В конурке было чисто прибрано. Образок св. Сергия, казалось, еще ярче блестел своей серебряной ризой. У Павлюка была своя кровать, простая, белая, деревянная, а своя; матрац, старый, держанный, но приличный; изорванное одеяло заменилось ситцевым из кусков, новым. В деревянном простом рыночном шкафике стояла жестянка с сахаром, а рядом лежала плитка кирпичного чая. Тут же красовался большой жестяный чайник, заменявший самовар. Около печки стояло два горшка для варки пищи, две чашки, из которых ели, и в них деревянные ложки. В самом сокровенном углу стояла бутылка водки. Этого сокровенного угла даже старик не знал, а может, делал вид, что не знал, но только ему каждый раз доставал бутыль сын, наливал и прятал. «Отвернись, — скажет, — батько, я ее спрячу», — и старик отворачивался, а Павлюк прятал соблазн.

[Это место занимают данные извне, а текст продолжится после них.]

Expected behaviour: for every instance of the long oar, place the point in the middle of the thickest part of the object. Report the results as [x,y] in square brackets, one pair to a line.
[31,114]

Полное довольство испытывали Завейко с сыном. Им не нужно было иной жизни: тепло, сытно, одеты, обуты, даже чай пьют — и все на заработанные деньги. Старик исполнял роль кухарки, готовил обед, убирал комнатку и делал все это с любовью и изумительным старанием. Пища и подгорала, и дымом пахла, и пересолена бывала, и недоварена, и переварена, а все казалась вкусной, такой вкусной, что и на званом обеде или на обеде богача — не могло быть такой, а уж аппетита, с каким старик с сыном уплетали свои блюда, там, конечно, и приблизительно не могло быть такого…
Холода отошли. Началась мокропогодица. Павлюк два и три раза в неделю путешествовал с господином ***. В одну из таких экскурсий шли они по Подолу у контрактов, по одной из прилегающих улиц. Внимание их было привлечено характерной фигурой: лихо заломивши картуз на затылок, с наполовину оторванным козырьком, в грязной рубахе, в грязных портах, сквозь которые кой-где виднелось тело, в опорке на левой ноге и с босой правой шел оборванец. Он был здорово дорболызнувши. На правой щеке виднелся огромный синяк, на левой довольно основательная царапина. Волосам мог позавидовать лучший войлок, — так давно до них не касался гребень и даже пятерня. Выражение лица было неизмеримо весело. Он то и дело гордо закидывал голову, закатывал заплывшие от пьянства глаза, поводил плечами, притоптывал ногами, а руки его как-то бессильно болтались из стороны в сторону. Все это он проделывал молча, не обращая ни на кого внимания. Весь он ушел в самого себя и совершенно неожиданно попал в довольно глубокую выбоину, наполненную талым снегом и грязью.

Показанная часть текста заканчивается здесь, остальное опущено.